[Nouveau] [PATCH v4] pci: prevent putting nvidia GPUs into lower device states on certain intel bridges

Rafael J. Wysocki rafael at kernel.org
Fri Nov 22 12:15:50 UTC 2019


On Fri, Nov 22, 2019 at 12:52 PM Mika Westerberg
<mika.westerberg at intel.com> wrote:
>

[cut]

[I'm really running out of time for today, unfortunately.]

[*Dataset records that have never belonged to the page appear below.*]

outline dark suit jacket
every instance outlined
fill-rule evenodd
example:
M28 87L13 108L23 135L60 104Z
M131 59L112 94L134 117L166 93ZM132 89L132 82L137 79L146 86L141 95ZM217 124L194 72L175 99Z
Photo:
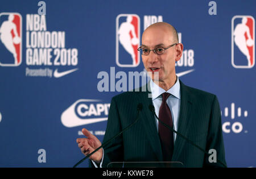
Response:
M180 83L181 103L177 131L205 151L216 149L217 159L226 164L220 109L216 96L185 86L180 80ZM135 121L138 103L142 103L143 108L138 122L104 148L102 167L111 162L163 161L155 119L148 109L152 104L148 94L148 91L142 91L141 88L139 92L125 92L112 98L103 143ZM218 162L210 163L208 157L176 136L172 161L181 162L184 167L223 166Z

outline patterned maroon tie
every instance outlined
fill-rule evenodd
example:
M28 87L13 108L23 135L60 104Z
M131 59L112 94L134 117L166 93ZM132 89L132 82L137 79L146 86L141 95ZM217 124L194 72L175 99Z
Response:
M163 123L172 128L172 118L171 110L166 103L170 94L164 93L162 94L163 100L159 109L159 119ZM162 144L164 161L171 161L174 152L174 132L165 127L162 123L158 123L158 132Z

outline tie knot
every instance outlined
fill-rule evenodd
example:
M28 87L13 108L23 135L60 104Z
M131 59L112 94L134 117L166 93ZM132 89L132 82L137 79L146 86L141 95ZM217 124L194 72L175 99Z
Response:
M162 94L162 97L163 98L163 101L166 102L168 97L171 94L168 93L164 93Z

> > > > The current design is mostly based on the PCI PM Spec 1.2, so it would
> > > > be consequent to follow system-wide suspend in PM-runtime and avoid
> > > > putting PCIe ports holding devices in D0 into any low-power states.
> > > > but that would make the approach in the $subject patch ineffective.
> > > >
> > > > Moreover, the fact that there are separate branches for "Windows 7"
> > > > and "Windows 8+" kind of suggest a change in the expected behavior
> > > > between Windows 7 and Windows 8, from the AML perspective.  I would
> > > > guess that Windows 7 followed PCI PM 1.2 and Windows 8 (and later)
> > > > does something else.
> > >
> > > My understanding (which may not be correct) is that up to Windows 7 it
> > > never put the devices into D3cold runtime. Only when the system entered
> > > Sx states it evaluated the _OFF methods.
> >
> > I see.

I think I have misunderstood what you said.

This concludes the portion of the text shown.